Eventually the train arrived at 3.30pm and we got on board. We had a ticket for a sleeper berth which would have been quite nice at 7am. Of course by 3.30pm it was now converted to seats. In with us were a couple with their 8 year old son called Neem. I knew that within two minutes as he was a noisy, hyperactive, disobedient little s***. Don't you just hate pleading parents? Stop it Neem, please Neem, come here Neem. 'Neem sit down and shut up or I'll lock you in a suitcase and put you in the luggage car'. I thought but didn't say. I felt a tiny bit guilty later when I found out the problem with the train occurred outside Mumbai between stations and these people had been on the train for 20 hours.
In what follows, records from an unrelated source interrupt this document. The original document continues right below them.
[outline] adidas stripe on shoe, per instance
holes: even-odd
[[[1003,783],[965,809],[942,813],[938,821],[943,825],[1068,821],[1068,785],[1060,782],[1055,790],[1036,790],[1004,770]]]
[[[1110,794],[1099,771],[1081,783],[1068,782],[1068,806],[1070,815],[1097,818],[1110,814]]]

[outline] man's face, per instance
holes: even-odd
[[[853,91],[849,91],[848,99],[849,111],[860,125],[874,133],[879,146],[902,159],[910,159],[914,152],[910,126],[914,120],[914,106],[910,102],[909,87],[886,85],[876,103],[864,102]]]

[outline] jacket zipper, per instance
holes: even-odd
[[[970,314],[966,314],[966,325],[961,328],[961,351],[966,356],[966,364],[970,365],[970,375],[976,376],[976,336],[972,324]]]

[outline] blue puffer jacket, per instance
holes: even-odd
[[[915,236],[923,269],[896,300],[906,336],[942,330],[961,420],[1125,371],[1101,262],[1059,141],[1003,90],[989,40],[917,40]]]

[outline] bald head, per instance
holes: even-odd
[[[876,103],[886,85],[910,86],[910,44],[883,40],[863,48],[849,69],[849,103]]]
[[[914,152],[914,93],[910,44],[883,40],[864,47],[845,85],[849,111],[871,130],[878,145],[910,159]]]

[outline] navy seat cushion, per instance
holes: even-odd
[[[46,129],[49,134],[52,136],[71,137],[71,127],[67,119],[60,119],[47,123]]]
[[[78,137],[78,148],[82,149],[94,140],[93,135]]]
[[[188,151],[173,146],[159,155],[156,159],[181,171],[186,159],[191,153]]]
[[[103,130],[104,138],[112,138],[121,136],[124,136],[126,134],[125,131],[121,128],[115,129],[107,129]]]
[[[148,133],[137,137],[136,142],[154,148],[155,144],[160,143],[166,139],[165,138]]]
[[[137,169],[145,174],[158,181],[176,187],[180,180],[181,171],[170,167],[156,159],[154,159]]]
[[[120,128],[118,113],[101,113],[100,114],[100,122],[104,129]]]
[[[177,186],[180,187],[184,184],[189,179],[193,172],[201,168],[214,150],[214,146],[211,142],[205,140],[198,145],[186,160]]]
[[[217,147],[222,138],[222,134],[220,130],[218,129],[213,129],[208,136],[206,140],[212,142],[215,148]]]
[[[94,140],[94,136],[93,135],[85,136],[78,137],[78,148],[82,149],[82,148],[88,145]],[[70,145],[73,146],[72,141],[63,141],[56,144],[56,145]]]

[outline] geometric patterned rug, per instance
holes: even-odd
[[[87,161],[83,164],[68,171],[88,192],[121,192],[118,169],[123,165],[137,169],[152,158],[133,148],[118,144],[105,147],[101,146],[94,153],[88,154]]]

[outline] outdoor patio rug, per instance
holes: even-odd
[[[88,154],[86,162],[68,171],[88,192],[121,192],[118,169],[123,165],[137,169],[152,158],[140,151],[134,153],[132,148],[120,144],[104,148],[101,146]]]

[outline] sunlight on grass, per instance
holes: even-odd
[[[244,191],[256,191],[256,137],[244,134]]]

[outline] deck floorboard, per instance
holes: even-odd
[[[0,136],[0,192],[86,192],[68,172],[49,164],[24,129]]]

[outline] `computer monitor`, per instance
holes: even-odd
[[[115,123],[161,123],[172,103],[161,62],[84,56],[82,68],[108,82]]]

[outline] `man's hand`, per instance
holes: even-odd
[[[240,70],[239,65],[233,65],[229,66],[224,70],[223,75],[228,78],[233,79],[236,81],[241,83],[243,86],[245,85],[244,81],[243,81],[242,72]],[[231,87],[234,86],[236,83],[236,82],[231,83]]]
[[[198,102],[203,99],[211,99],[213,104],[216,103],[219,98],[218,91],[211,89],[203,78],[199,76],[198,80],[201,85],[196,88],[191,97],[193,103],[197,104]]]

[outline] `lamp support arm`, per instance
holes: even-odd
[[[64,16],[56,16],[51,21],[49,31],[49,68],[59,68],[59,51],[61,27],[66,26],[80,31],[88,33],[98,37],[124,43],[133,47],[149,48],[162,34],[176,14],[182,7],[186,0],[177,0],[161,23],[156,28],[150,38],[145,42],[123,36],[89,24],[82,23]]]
Another couple had been trapped for 27 hours. 'It's ok' he said. 'We are Indians we get used to this'.
I closed my eyes and practised my Zen as we sat in a small space with Neem and the others on an uncomfortable seat/bed. We arrived at Mangalore five hours later. We were soon in a rickshaw and in our hotel. It's a nice 'business' hotel. A bit pricey but worth it after that day.
This morning we did some internet research booking hotels etc. We popped to the bus station to check on times and bumped into one of the couples from the train. They were now about to do seven hours on a bus. That's stamina for you. Especially as they were in their late sixties. They greeted us like long lost friends, shook hands then departed for their journey.
There isn't much to say about Mangalore. It's by the sea but is more of a port than a beach resort. Next stop is Mysore for Christmas. You'll all be pleased to know that we haven't escaped it. They don't celebrate it; they just try to make money out of it.